专项测试(数学2)
这我今天补昨天的博客,真是可怜,昨晚\(21:40:05\)改完的题......
这一场还是很好的一场,因为我没切题...其实我还挺郁闷的
如何才能让我前两个题多测没换行痛失30分,没事一共就得了30分,加起来也就60
T1 猜拳游戏
一遇到这种最优策略的问题,我是这样的:
题意:两个人都绝顶聪明!
我:我没他俩聪明......
题意:两个人采取最优策略!
我:最优策略是啥??我不知道啊,也没人告诉我最优策略是啥啊?
题意:要赢!
我:咋我的策略是赢,然后概率不对嘞
对面摇摆兵:有的时候不输就行了
于是发现平局对答案没有影响,我们设赢的概率为\(p\),输的概率是\(r\),那么最后我们转化题意之后的赢的概率就是\(\frac{p}{p+r}\)
这个东西就要分数规划啦!!
二分\(\frac{p}{r}\)的值,用\(dp\)判断,我们\(dp\)出来\(p-r*mid\)的最大值
最后屌丝消元一下就好了,跟我念'高(diao)斯(si)消(xiao)元(yuan)'!
code
#include<bits/stdc++.h>
using namespace std;
#define ld double
#define fo(i,x,y) for(int i=(x);i<=(y);i++)

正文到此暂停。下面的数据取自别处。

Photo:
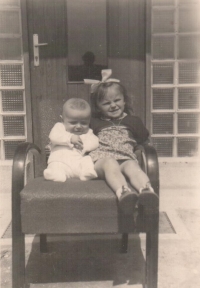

#define fu(i,x,y) for(int i=(x);i>=(y);i--)
int read(){
int s=0,t=1;char ch=getchar();
while(!isdigit(ch)){if(ch=='-')t=-1;ch=getchar();}
while(isdigit(ch)){s=s*10+ch-'0';ch=getchar();}
return s*t;
}
const ld eps=1e-9;
const int N=1010;
int n,m1,m2,r[N],p[N],s[N];
ld ans,dp[N][N*2];
bool ck(ld mid){
fo(i,0,n-1)dp[n+1][i]=-mid;dp[n+1][n]=0;
fo(i,n+1,n*2)dp[n+1][i]=1.0;
fu(i,n,1){
fo(j,0,2*n){
ld res1=0,res2=0,res3=0;
if(j<2*n)res1+=s[i]/100.0*dp[i+1][j+1];
res1+=r[i]/100.0*dp[i+1][j];
if(j>0)res1+=p[i]/100.0*dp[i+1][j-1];
if(j<2*n)res2+=p[i]/100.0*dp[i+1][j+1];
res2+=s[i]/100.0*dp[i+1][j];
if(j>0)res2+=r[i]/100.0*dp[i+1][j-1];
if(j<2*n)res3+=r[i]/100.0*dp[i+1][j+1];
res3+=p[i]/100.0*dp[i+1][j];
if(j>0)res3+=s[i]/100.0*dp[i+1][j-1];
dp[i][j]=max(max(res1,res2),res3);
}
}
return dp[1][n]>=0;
}
ld a[N][N],x[N];
ld dsxy(int n){
for(int h=1,z=1;h<=n&&z<=n;h++,z++){
int mx=h;
fo(i,h+1,n)if(fabs(a[i][z])>fabs(a[mx][z]))mx=i;
if(mx!=h)fo(i,z,n+1)swap(a[mx][i],a[h][i]);
if(!a[h][z])continue;
fo(i,h+1,n){
ld t=a[i][z]/a[h][z];
fo(j,z,n+1)a[i][j]-=a[h][j]*t;
}
}
memset(x,0,sizeof(x));
fu(i,n,1){
ld t=a[i][n+1];
fo(j,i+1,n)t-=a[i][j]*x[j];
x[i]=t/a[i][i];
}
return x[m2];
}
signed main(){
while(true){
n=read();m1=read();m2=read();
if(n==0&&m1==0&&m2==0)break;
fo(i,1,n)r[i]=read(),p[i]=read(),s[i]=read();
ld l=1e-6,r=1e6,mid;
while(r-l>eps){
mid=(l+r)/2.0;
if(ck(mid))l=mid;
else r=mid;
}
ld q=1.0/(1.0/l+1.0);
memset(a,0,sizeof(0));
fo(i,2,m1+m2-2)a[i][i]=1,a[i][i-1]=(q-1),a[i][i+1]=-q;
a[m1+m2-1][m1+m2-1]=1;a[m1+m2-1][m1+m2]=q;
if(m1+m2-1>1){a[1][2]=-q;a[1][1]=1;a[m1+m2-1][m1+m2-2]=(q-1);}
ans=dsxy(m1+m2-1);
printf("%.5lf\n",ans);
}
return 0;
}
T2 B君的回忆
这是个傻逼找循环结题,不说了,瞎找就行了
code
#include<bits/stdc++.h>
using namespace std;
#define int long long
#define fo(i,x,y) for(int i=(x);i<=(y);i++)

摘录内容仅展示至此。